In recognition that living with an ostomy bag can present daily challenges that can affect overall health and quality of life for colorectal patients, an alternative has been developed and is being evaluated in this clinical study.

What is an ostomy?

An ostomy is often required for patients undergoing surgery for colorectal cancer.

  • Surgeons create a hole – called a stoma – in the abdomen that brings the small intestine to the surface.
  • Digestive waste is then released directly from the small intestine into an ostomy bag.
  • The bag, which sits outside of the body, is currently considered the standard treatment for colorectal surgeries where internal leakage is a concern.
  • A follow-up surgery is performed in 2-12 months to remove the ostomy bag and reconnect the bowel.
 

Having an ostomy bag can lead to medical complications, greatly reduce quality of life and extend recovery time.

What is The Colospan device?

The Colospan Device, being evaluated in this clinical trial, is a temporary bypass that may have several potential benefits compared to an ostomy bag:

  • Increased quality of life
  • Ability to participate in more day-to-day physical activities
  • Decreased need for additional surgery
  • Faster recovery time
 

More than 100 patients have received the Colospan Device in clinical studies in Europe and the U.S.
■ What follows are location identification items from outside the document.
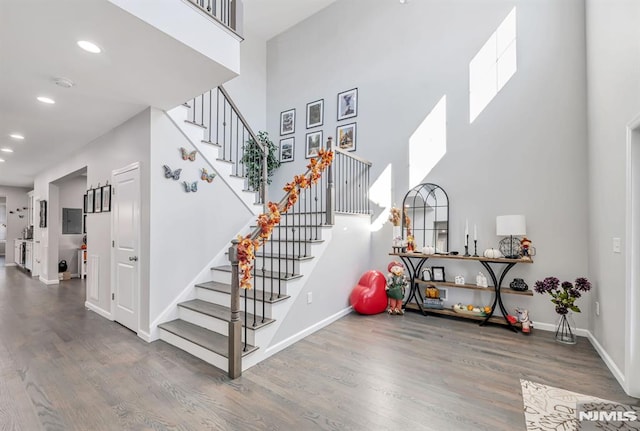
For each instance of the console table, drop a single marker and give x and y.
(414, 262)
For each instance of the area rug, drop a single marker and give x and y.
(547, 408)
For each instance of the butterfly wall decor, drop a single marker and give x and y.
(186, 155)
(206, 176)
(190, 187)
(168, 173)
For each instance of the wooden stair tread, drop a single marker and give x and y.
(204, 338)
(223, 313)
(226, 288)
(267, 274)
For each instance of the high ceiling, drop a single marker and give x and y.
(38, 45)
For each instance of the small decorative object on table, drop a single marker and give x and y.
(519, 285)
(481, 280)
(564, 296)
(396, 284)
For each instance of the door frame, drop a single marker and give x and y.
(114, 202)
(632, 277)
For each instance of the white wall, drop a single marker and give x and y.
(186, 229)
(614, 89)
(70, 195)
(249, 90)
(524, 154)
(123, 145)
(16, 197)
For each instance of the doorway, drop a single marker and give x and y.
(125, 287)
(632, 344)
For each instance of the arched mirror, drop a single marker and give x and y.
(427, 206)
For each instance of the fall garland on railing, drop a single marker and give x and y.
(247, 246)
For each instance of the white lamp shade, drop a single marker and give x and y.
(511, 225)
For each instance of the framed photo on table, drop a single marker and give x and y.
(287, 122)
(347, 137)
(286, 150)
(313, 143)
(348, 104)
(315, 113)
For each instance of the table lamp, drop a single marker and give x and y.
(510, 226)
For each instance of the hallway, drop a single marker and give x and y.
(65, 368)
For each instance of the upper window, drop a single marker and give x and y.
(493, 66)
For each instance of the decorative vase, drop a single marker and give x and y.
(397, 236)
(566, 329)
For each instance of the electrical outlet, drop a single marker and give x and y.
(617, 245)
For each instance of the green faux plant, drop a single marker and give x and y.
(252, 160)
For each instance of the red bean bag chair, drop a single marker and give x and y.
(369, 295)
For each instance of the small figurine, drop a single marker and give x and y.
(525, 244)
(396, 283)
(523, 318)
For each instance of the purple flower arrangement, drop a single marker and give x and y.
(564, 295)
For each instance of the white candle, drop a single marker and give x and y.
(466, 232)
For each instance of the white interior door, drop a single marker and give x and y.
(126, 245)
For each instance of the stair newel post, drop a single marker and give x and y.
(235, 324)
(263, 180)
(330, 217)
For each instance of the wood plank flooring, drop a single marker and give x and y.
(65, 368)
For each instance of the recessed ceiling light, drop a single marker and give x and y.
(46, 100)
(89, 46)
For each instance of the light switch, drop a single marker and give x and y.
(616, 245)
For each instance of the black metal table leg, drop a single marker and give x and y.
(498, 297)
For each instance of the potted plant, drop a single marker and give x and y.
(252, 159)
(564, 296)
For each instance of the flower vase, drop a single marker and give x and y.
(397, 236)
(566, 329)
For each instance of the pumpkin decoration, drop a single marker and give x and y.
(428, 249)
(432, 292)
(493, 253)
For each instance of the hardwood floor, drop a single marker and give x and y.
(65, 368)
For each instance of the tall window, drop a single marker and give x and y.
(493, 66)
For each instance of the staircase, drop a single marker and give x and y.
(282, 265)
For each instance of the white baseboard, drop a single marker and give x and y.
(48, 282)
(306, 332)
(619, 375)
(100, 311)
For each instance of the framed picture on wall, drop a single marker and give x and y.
(347, 136)
(315, 113)
(313, 143)
(97, 200)
(90, 200)
(106, 198)
(286, 150)
(287, 122)
(348, 104)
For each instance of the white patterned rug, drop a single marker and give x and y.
(548, 408)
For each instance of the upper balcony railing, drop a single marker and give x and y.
(226, 12)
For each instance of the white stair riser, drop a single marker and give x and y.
(212, 323)
(276, 310)
(199, 352)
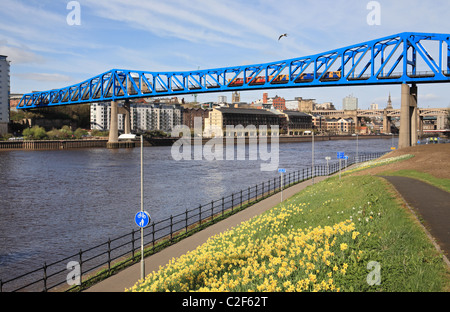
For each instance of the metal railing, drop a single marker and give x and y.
(124, 250)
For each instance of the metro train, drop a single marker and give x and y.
(305, 77)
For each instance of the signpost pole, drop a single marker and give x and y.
(328, 167)
(312, 157)
(281, 182)
(142, 208)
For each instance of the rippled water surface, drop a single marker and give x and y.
(54, 203)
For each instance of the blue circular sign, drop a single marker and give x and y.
(142, 219)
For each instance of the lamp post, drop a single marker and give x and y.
(142, 208)
(312, 155)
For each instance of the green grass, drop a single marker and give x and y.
(408, 260)
(386, 233)
(443, 184)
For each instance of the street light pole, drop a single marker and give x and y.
(357, 154)
(142, 208)
(312, 155)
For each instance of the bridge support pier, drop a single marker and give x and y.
(113, 141)
(386, 122)
(408, 116)
(125, 110)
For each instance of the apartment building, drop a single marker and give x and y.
(4, 94)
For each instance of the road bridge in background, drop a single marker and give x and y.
(406, 58)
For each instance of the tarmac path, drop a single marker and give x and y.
(129, 276)
(431, 203)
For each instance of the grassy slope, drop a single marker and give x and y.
(425, 177)
(321, 239)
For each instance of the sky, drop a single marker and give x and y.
(52, 45)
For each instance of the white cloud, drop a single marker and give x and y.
(19, 54)
(43, 77)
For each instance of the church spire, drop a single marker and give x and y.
(389, 106)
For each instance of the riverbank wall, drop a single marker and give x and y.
(103, 143)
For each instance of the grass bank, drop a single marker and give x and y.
(443, 184)
(348, 234)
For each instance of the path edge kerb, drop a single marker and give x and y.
(416, 218)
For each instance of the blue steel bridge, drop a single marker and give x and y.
(407, 58)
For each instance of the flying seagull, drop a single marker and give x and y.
(283, 35)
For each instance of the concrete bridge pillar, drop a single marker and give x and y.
(414, 114)
(408, 116)
(125, 110)
(386, 122)
(113, 141)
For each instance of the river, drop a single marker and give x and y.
(54, 203)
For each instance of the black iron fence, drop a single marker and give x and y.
(87, 266)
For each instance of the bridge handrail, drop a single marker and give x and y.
(344, 66)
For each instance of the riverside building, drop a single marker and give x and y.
(4, 94)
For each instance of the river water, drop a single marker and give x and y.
(54, 203)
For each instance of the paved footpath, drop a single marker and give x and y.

What are the differences between the Colospan device and an ostomy bag?

Colospan Device

One surgery

Digestive waste passes through the device and is discharged normally through the anus

Device is removed after approximately 10 days

Following removal, patients have the potential to return to normal life quickly

Ostomy Bag

Two surgeries (additional surgery for stoma reversal)

Digestive waste is discharged into an ostomy bag through a hole (stoma) in the abdomen without voluntary control

Stoma remains in place for 2-12 months

Living with a stoma can impact quality of life and lead to health issues

Individual results may vary. Be sure to discuss your individual symptoms, diagnosis and treatment with your surgeon.